In [1]:
from sqlalchemy import create_engine
import pandas as pd
import matplotlib.pyplot as plt
import numpy as np
import seaborn as sns

In [2]:
database_name = 'scooters'    # Fill this in with your scooter database name

connection_string = f"postgresql://postgres:postgres@localhost:5432/{database_name}"


In [3]:
engine = create_engine(connection_string)


As you know, it's important to gain an understanding of new datasets before diving headlong into analysis. Here are some suggestions for guiding the process of getting to know the data contained in these tables:
- Are there any null values in any columns in either table?
- What date range is represented in each of the date columns? Investigate any values that seem odd.
- Is time represented with am/pm or using 24 hour values in each of the columns that include time?
- What values are there in the sumdgroup column? Are there any that are not of interest for this project?
- What are the minimum and maximum values for all the latitude and longitude columns? Do these ranges make sense, or is there anything surprising?
-What is the range of values for trip duration and trip distance? Do these values make sense? Explore values that might seem questionable.
- Check out how the values for the company name column in the scooters table compare to those of the trips table.

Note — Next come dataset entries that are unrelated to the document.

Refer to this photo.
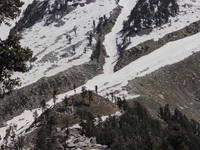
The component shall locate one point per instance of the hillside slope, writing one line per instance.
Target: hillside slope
(62, 62)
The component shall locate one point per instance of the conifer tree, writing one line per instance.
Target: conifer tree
(13, 57)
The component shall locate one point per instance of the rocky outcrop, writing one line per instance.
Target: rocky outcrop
(31, 96)
(82, 142)
(147, 47)
(176, 85)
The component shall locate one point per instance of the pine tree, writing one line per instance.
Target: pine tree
(13, 56)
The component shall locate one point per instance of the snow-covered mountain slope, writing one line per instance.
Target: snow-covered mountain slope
(55, 54)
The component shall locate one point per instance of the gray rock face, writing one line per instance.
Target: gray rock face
(82, 142)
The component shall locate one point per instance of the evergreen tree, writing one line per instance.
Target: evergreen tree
(13, 56)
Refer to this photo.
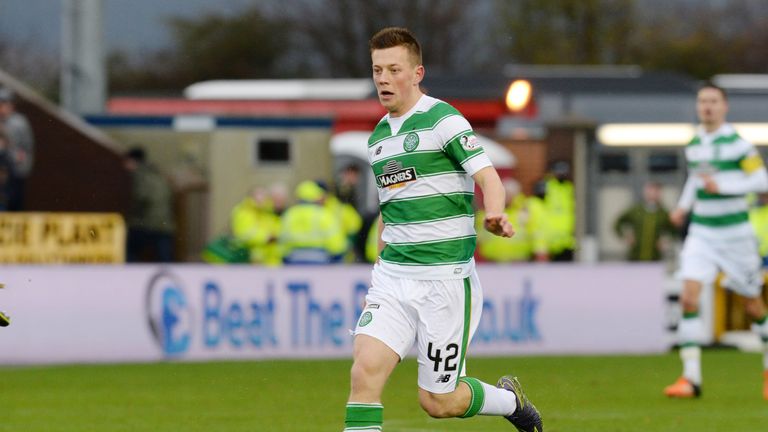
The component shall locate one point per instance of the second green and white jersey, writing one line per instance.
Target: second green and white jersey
(423, 162)
(737, 168)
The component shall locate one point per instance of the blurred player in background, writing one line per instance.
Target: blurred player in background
(723, 168)
(424, 287)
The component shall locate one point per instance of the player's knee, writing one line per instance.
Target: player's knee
(361, 373)
(437, 406)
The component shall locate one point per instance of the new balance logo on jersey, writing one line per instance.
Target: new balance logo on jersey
(444, 378)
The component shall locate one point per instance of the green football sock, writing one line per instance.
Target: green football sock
(364, 417)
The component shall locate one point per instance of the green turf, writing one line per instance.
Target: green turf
(573, 393)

What do you notice?


In [5]:
query = '''
SELECT COUNT(*)
FROM scooters
WHERE chargelevel IS NULL
'''

result = engine.execute(query)

In [5]:
result.fetchall()

[(770,)]

scooters: chargelevel has 770 nulls.

In [10]:
query = '''
SELECT MAX(tripduration),MIN(tripduration ) 
FROM trips
'''

result = engine.execute(query)

In [11]:
result.fetchall()

[(Decimal('512619.0'), Decimal('-19.3582666667'))]

In [12]:
query = '''
SELECT MAX(tripdistance),MIN(tripdistance) 
FROM trips
'''

result = engine.execute(query)

In [13]:
result.fetchall()

[(Decimal('31884482.6476'), Decimal('-20324803.8'))]

In [32]:
query = '''
SELECT pubdatetime
FROM scooters
LIMIT 2
'''

result = engine.execute(query)

In [33]:
result.fetchall()
pd.read_sql(query, con = engine)

Unnamed: 0,pubdatetime
0,2019-05-01 00:01:41.247
1,2019-05-01 00:01:41.247


1. During this period, seven companies offered scooters. How many scooters did each company have in this time frame? Did the number for each company change over time? Did scooter usage vary by company?


In [4]:
scooter_count = '''
SELECT DISTINCT companyname, COUNT(DISTINCT(sumdid))
FROM scooters
GROUP BY companyname;
'''

In [5]:
pd.read_sql(scooter_count, con = engine)

Unnamed: 0,companyname,count
0,Bird,3860
1,Bolt,360
2,Gotcha,224
3,Jump,1210
4,Lime,1824
5,Lyft,1735
6,Spin,805


In [10]:
scooter_count = '''
SELECT DISTINCT companyname, COUNT(DISTINCT(sumdid)), EXTRACT(MONTH FROM pubdatetime) as month
FROM scooters
GROUP BY companyname, month;
'''


In [11]:
pd.read_sql(scooter_count, con = engine)


Unnamed: 0,companyname,count,month
0,Bird,2583,7.0
1,Bird,2910,6.0
2,Bird,3064,5.0
3,Bolt,276,7.0
4,Bolt,333,6.0
5,Bolt,346,5.0
6,Gotcha,223,5.0
7,Gotcha,223,6.0
8,Gotcha,224,7.0
9,Jump,976,5.0


In [12]:
scooter_count_distance = '''
SELECT DISTINCT companyname, SUM(tripduration)
FROM trips
GROUP BY companyname;
'''

In [13]:
pd.read_sql(scooter_count_distance, con = engine)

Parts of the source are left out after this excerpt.